Let’s assume you have a job contract waiting for you, how about housing? In 2011, to solve the large waiting list of people looking for rental accommodations or to own their own homes, 40 of them, the government acted decisively and ordered the first stages of a pilot plan to provide 34 housing plots. Clearly there is the making of a real estate boom on the islands. Houses are small on the Falkland Islands and the weather is cool to really cold with biting winds and a razor-thin ozone layer so snuggling up next to your sheep-dung fireplace in your own home is a dream come true for many. To be fair, the government is building wind farms to take advantage of those very conditions and if oil is indeed struck in large quantities there will be cheap heat for all. The King Edward VII Memorial Hospital, or the KEMH, provides all health care and if needed patients are flown to Chile, Uruguay, or the UK.
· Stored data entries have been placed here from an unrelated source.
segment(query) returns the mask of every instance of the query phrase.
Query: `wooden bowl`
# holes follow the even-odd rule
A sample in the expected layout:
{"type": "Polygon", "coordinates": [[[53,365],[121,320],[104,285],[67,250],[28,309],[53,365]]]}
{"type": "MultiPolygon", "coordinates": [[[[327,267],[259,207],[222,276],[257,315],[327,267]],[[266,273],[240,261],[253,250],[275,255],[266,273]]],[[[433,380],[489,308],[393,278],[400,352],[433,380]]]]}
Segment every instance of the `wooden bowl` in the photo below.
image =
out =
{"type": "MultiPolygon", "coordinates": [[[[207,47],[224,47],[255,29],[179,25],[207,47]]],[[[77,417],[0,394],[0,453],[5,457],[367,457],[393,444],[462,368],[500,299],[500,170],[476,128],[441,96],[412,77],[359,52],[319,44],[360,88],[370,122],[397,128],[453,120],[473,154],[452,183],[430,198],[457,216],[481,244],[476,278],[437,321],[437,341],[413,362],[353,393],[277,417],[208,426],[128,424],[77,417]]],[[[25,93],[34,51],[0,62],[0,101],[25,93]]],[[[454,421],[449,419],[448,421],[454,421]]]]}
According to limited data available, you can rent a 3-bedroom in the city centre for 1,000 Falkland Island pounds or about CAD$2,000 a month. It begs the question of what the suburbs of Stanley are like, but that is to quibble. Food is expensive as a result of the quarrels with a major food producer next door (where incidentally food is also expensive), beer is only sold by the bottle and there are seven pubs in Stanley. But Falkland Islanders, many who have lived abroad, seem to genuinely love their home. Maybe it’s the peace, the almost total lack of crime and the bracing weather for those sturdy souls who have lived for generations at the bottom of the world. Perhaps retiring in the Falklands is not quite as crazy as it sounds. And if you get too restless, you can always try jumping a cruise ship in the southern summer months.